El hombre suspiró con pesadez, frotándose el entrecejo con los dedos.
—Es evidente que está ocultando algo, señorita Rayzen.
¿Qué es?
Sea específica.
—Bueno… no les hice nada malo mientras estaban vivos.
Aunque, cuando fallecieron… quizás… profané algunos cadáveres.
Veloz como un disparo, un chasquido resonó en el aire, y finalmente, ante la mirada de todo Esenjyar, una de las sogas de sujeción se cortó.
La polea se tensó, quedando únicamente dos sogas afirmadas a ella.
Aria sintió una tensión en su garganta y se petrificó.
—Ja… —Zuhon rompió el silencio con una risa baja y divertida—.
Al fin.
—¡Bien!
¡Bien!
—exclamó la alquimista, alterada—.
Tuve que extraer corazones humanos para elaborar una receta del tomo de Aldamer.
¡Pero eso fue lo único que hice!
Sé que fue deshonesto y no tengo excusas, pero… yo no los maté.
—Suspiró—.
Permítame contarle todo lo que sucedió, por favor.

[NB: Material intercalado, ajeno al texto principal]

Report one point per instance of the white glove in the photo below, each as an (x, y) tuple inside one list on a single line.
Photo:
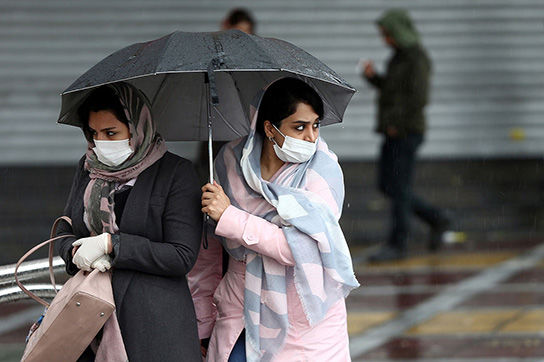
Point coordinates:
[(89, 250), (103, 263)]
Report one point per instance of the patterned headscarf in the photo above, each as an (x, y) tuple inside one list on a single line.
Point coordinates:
[(105, 180)]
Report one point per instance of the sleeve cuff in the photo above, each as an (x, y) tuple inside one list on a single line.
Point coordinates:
[(232, 223)]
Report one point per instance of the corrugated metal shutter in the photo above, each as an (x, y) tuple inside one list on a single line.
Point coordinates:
[(488, 82)]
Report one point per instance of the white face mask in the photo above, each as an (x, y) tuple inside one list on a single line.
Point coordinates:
[(112, 153), (293, 149)]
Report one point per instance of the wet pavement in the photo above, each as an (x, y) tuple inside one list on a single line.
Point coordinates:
[(470, 302)]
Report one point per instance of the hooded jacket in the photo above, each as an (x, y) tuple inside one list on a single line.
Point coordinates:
[(404, 88)]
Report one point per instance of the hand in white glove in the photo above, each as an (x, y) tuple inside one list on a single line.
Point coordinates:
[(90, 249), (103, 263)]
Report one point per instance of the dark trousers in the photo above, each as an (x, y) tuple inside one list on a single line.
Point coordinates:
[(396, 168)]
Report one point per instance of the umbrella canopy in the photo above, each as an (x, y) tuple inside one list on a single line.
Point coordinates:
[(196, 79)]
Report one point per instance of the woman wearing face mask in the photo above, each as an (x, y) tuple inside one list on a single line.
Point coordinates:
[(135, 209), (277, 203)]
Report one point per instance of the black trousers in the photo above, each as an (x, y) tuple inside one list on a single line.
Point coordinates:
[(396, 168)]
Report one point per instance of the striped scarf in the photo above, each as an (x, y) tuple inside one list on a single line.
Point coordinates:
[(323, 272)]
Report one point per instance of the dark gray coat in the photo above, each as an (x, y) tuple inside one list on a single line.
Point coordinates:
[(160, 235)]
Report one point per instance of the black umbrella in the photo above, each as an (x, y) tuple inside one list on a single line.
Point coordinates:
[(204, 83)]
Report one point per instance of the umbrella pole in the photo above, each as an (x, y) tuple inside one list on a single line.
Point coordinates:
[(210, 137), (210, 150)]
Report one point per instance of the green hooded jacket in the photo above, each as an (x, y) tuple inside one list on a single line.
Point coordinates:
[(404, 88)]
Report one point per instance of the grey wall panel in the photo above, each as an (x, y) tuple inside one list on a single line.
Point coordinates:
[(488, 82)]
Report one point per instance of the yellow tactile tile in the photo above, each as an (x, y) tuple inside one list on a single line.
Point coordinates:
[(468, 260), (473, 321), (530, 321), (361, 321)]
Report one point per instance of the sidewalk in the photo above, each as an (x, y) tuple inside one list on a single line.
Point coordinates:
[(472, 302)]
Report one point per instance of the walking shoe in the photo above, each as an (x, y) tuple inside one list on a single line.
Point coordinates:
[(437, 234), (387, 253)]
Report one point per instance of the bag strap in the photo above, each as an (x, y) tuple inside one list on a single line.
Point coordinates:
[(51, 252)]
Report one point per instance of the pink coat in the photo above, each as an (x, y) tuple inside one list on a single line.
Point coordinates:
[(219, 301)]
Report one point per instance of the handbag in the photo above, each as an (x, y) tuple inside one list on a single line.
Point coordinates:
[(75, 315)]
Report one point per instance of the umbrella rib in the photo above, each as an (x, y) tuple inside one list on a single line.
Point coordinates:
[(226, 122)]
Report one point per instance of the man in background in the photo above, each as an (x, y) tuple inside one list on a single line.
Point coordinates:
[(241, 19), (403, 93)]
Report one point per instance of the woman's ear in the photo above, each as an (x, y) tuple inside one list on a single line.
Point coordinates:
[(268, 129)]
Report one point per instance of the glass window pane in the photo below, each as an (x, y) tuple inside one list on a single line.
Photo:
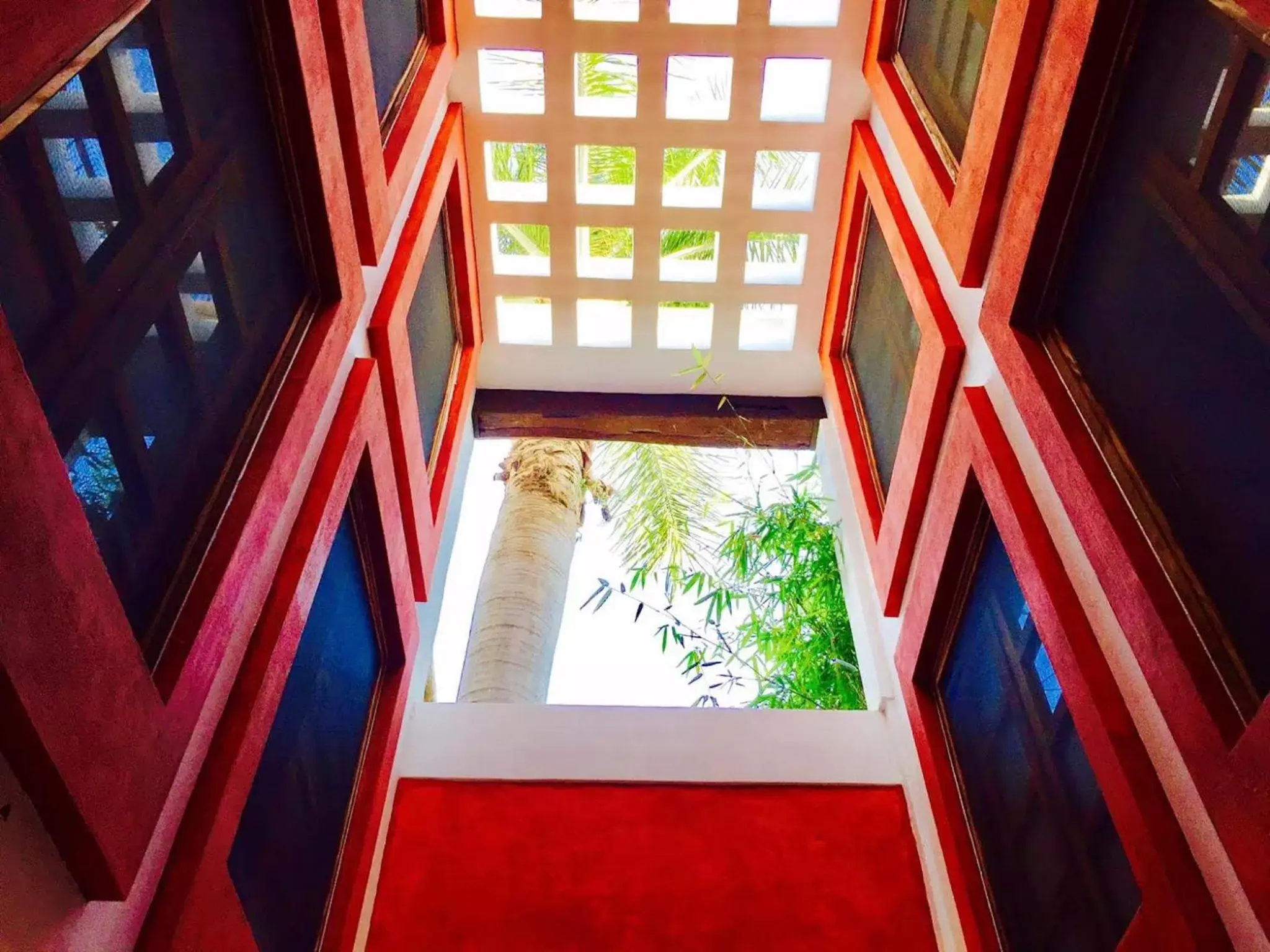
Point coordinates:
[(161, 391), (882, 350), (432, 327), (943, 45), (1169, 352), (286, 851), (215, 338), (79, 168), (1246, 184), (134, 70), (1049, 848), (95, 479), (393, 30)]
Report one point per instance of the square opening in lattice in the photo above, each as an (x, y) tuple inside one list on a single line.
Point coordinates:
[(690, 255), (603, 323), (804, 13), (516, 172), (709, 12), (522, 249), (768, 327), (605, 84), (796, 90), (610, 11), (511, 9), (523, 320), (512, 82), (775, 258), (683, 324), (606, 253), (785, 180), (699, 88), (606, 174), (693, 178)]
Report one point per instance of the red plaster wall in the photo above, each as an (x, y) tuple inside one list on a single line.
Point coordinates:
[(473, 865)]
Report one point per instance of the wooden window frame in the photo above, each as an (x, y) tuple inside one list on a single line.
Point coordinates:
[(1223, 752), (963, 203), (890, 521), (426, 491), (197, 906), (98, 739), (980, 469), (379, 162)]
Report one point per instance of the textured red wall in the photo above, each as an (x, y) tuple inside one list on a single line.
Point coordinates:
[(600, 866)]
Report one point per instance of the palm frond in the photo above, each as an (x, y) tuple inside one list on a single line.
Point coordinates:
[(605, 75), (516, 71), (781, 170), (611, 243), (518, 162), (693, 167), (664, 501), (525, 240), (689, 245)]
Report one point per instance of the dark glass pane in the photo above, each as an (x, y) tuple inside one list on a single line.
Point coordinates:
[(97, 482), (25, 291), (1049, 847), (161, 392), (134, 70), (168, 337), (285, 853), (1188, 93), (882, 350), (941, 45), (1179, 369), (214, 337), (78, 164), (433, 338), (394, 30), (1246, 182)]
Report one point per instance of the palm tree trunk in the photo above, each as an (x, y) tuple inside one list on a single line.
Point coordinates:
[(522, 591)]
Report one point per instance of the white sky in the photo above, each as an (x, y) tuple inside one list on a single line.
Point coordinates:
[(601, 658)]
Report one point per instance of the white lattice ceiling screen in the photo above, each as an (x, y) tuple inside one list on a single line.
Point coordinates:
[(646, 186)]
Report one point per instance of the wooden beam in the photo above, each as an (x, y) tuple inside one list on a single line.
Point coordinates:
[(683, 419)]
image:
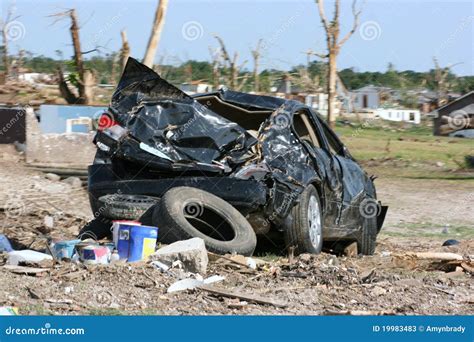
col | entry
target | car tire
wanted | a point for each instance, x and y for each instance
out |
(184, 213)
(305, 230)
(125, 207)
(368, 237)
(97, 229)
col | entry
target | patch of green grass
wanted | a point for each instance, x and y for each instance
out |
(105, 312)
(429, 231)
(415, 151)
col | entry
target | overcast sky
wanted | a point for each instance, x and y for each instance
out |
(406, 33)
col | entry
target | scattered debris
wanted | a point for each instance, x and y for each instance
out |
(436, 256)
(450, 242)
(16, 257)
(351, 250)
(25, 270)
(192, 253)
(74, 182)
(242, 296)
(52, 176)
(190, 283)
(5, 245)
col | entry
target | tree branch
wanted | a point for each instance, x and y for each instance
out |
(322, 14)
(356, 15)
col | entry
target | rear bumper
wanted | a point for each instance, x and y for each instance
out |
(246, 195)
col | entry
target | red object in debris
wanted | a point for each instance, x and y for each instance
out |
(106, 120)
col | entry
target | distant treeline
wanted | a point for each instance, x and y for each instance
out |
(107, 70)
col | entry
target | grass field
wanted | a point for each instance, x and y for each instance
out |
(407, 152)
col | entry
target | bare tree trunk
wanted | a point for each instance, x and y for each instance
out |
(81, 87)
(6, 60)
(215, 56)
(66, 93)
(256, 60)
(334, 45)
(332, 76)
(125, 51)
(232, 67)
(155, 35)
(85, 82)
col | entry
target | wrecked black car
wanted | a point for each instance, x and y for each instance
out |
(226, 166)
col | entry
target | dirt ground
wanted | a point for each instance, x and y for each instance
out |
(423, 213)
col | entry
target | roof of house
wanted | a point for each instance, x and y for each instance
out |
(467, 98)
(371, 88)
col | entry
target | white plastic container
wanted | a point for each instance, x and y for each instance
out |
(15, 257)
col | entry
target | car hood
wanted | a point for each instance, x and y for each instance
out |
(161, 117)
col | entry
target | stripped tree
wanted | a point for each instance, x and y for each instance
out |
(83, 78)
(334, 44)
(256, 60)
(155, 35)
(216, 65)
(441, 81)
(4, 28)
(125, 50)
(233, 69)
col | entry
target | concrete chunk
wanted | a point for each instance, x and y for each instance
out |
(192, 253)
(74, 182)
(52, 176)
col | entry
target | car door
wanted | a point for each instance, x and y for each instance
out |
(327, 168)
(353, 179)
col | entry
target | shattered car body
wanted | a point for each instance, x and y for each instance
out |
(258, 153)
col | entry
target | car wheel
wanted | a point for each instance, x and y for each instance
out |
(185, 212)
(368, 237)
(125, 207)
(97, 229)
(306, 230)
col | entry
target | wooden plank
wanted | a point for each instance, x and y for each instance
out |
(25, 270)
(247, 297)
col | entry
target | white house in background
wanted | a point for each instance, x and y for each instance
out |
(195, 87)
(402, 115)
(34, 77)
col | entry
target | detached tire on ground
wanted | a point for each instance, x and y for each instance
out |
(305, 232)
(125, 207)
(185, 212)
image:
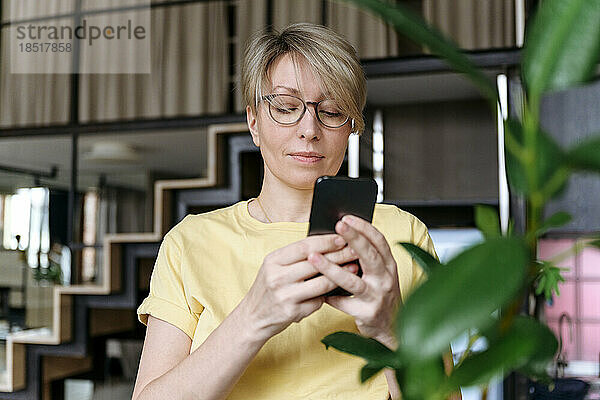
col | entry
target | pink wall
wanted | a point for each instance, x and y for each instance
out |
(579, 297)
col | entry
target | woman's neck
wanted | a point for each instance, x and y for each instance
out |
(282, 204)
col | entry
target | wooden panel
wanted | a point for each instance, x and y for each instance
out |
(108, 321)
(571, 116)
(62, 367)
(440, 151)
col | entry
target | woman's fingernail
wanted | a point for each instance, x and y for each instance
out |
(353, 268)
(315, 258)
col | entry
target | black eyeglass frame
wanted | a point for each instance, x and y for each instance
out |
(315, 105)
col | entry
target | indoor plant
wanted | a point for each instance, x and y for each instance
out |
(482, 289)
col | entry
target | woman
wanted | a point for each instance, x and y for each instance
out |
(228, 285)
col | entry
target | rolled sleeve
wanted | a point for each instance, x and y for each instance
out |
(167, 300)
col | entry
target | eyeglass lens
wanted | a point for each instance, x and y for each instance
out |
(287, 109)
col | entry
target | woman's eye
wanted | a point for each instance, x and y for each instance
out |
(286, 110)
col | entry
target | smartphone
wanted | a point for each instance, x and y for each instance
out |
(336, 196)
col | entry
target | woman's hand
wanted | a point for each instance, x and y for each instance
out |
(282, 292)
(376, 295)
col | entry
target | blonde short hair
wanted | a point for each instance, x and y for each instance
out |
(330, 56)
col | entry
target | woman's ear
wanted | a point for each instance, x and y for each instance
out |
(253, 125)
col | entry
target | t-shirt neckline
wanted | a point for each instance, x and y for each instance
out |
(256, 224)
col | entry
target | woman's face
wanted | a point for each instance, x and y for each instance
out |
(278, 142)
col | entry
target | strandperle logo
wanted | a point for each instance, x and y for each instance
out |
(97, 37)
(88, 32)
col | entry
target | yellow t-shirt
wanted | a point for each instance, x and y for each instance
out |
(206, 265)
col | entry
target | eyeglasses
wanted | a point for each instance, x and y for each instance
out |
(286, 109)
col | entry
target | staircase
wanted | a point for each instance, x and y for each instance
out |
(36, 357)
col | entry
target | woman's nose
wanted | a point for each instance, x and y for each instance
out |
(309, 126)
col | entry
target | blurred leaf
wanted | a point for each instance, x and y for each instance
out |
(486, 220)
(527, 344)
(556, 220)
(585, 156)
(425, 260)
(461, 296)
(422, 379)
(547, 161)
(511, 228)
(368, 371)
(548, 278)
(562, 45)
(367, 348)
(411, 25)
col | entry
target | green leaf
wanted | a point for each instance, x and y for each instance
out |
(367, 348)
(461, 296)
(527, 345)
(425, 260)
(556, 220)
(546, 162)
(562, 45)
(368, 370)
(547, 279)
(585, 156)
(486, 220)
(416, 29)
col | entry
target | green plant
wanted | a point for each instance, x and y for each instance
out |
(481, 290)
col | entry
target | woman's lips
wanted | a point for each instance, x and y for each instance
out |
(306, 160)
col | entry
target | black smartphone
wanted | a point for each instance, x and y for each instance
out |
(336, 196)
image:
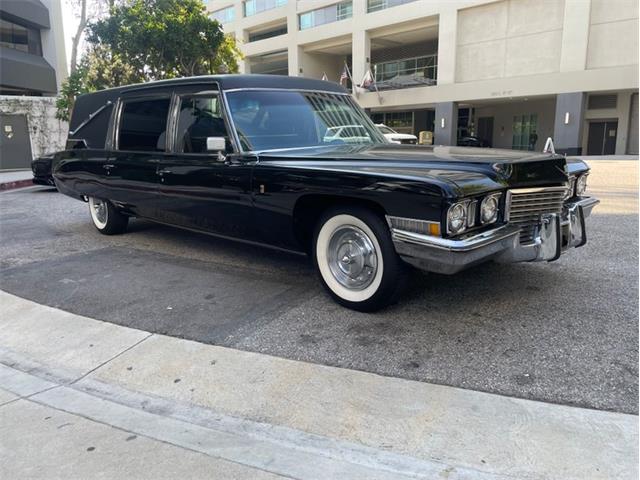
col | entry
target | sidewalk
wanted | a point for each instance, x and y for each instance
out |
(84, 398)
(15, 179)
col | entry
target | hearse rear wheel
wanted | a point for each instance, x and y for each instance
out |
(354, 255)
(106, 218)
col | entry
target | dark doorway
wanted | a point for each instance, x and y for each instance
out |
(602, 138)
(485, 130)
(15, 147)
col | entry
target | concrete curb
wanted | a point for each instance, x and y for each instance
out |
(276, 414)
(15, 184)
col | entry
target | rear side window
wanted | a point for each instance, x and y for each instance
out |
(143, 125)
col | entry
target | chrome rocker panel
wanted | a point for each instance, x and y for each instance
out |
(554, 236)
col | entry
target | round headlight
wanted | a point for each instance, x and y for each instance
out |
(489, 209)
(581, 185)
(457, 218)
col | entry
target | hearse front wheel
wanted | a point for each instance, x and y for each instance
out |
(106, 218)
(354, 254)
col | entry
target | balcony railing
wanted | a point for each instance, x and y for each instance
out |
(224, 15)
(407, 72)
(375, 5)
(329, 14)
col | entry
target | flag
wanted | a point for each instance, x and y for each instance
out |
(367, 80)
(344, 76)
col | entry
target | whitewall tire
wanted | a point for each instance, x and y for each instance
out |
(106, 218)
(354, 255)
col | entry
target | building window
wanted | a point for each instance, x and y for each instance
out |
(251, 7)
(424, 67)
(322, 16)
(19, 37)
(224, 15)
(375, 5)
(524, 129)
(254, 37)
(143, 125)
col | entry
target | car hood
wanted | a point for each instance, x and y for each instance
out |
(459, 170)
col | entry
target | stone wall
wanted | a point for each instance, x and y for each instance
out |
(47, 133)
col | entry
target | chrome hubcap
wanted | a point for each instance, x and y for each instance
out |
(353, 259)
(99, 210)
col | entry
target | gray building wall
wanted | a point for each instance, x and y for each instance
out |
(37, 77)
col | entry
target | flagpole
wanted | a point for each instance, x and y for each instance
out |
(353, 84)
(375, 85)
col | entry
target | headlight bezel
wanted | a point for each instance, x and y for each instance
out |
(472, 208)
(494, 197)
(463, 206)
(581, 180)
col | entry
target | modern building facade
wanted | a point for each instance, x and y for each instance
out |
(511, 72)
(33, 65)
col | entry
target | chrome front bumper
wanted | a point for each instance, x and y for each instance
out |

Juro que nunca quise hacerle daño a nadie.
El gobernador apenas movió un músculo.
—Bien.
Entonces dinos, señorita Rayzen de Koro Pacis.
—Su tono se tornó seco e impaciente—.
¿Cómo fue que se volvió una Dyalquimista?
¿Y qué fue lo que sucedió en Blutmar?
Aria tomó aire, intentando recuperar el aliento.
—A ver, supongo que todo empezó cuando tenía diez años, fue cuando decidí convertirme en alquimista y… —¿Qué?
¡No, no!
—La voz del gobernador explotó con incredulidad, retumbando en la plaza—.
¡Dudo mucho que todo haya empezado a tus malditos diez años!
No hace falta ir tan atrás.
—Oh… está bien —dijo Aria.
Zuhon y Stephir solo se habían visto una vez, pero intercambiaron una mirada de incredulidad como si se conocieran de toda la vida.
El gobernador Doss inclinó la cabeza, entornando los ojos.
—Remítase a lo sucedido en Blutmar.
¿Está bien?
Aria asintió.
—Sí, bien.
Como usted ya dijo, me gradué hace algunos meses y conseguí mi primer contrato oficial de parte del alcalde de Blutmar hace unas semanas.
Solicitaba a una alquimista y yo fui la única que se postuló, así que no fue difícil conseguir el trabajo.
Cuando aceptaron la solicitud tomé el prim… —carraspeó la garganta y se corrigió—.
Quiero decir, el segundo tren hacia Blutmar.
—¿Y qué paso con el primero?
—preguntó Stephyr curiosa.
—Lo perdí.
—Carajo, esto va a ser largo… —espetó Zuhon.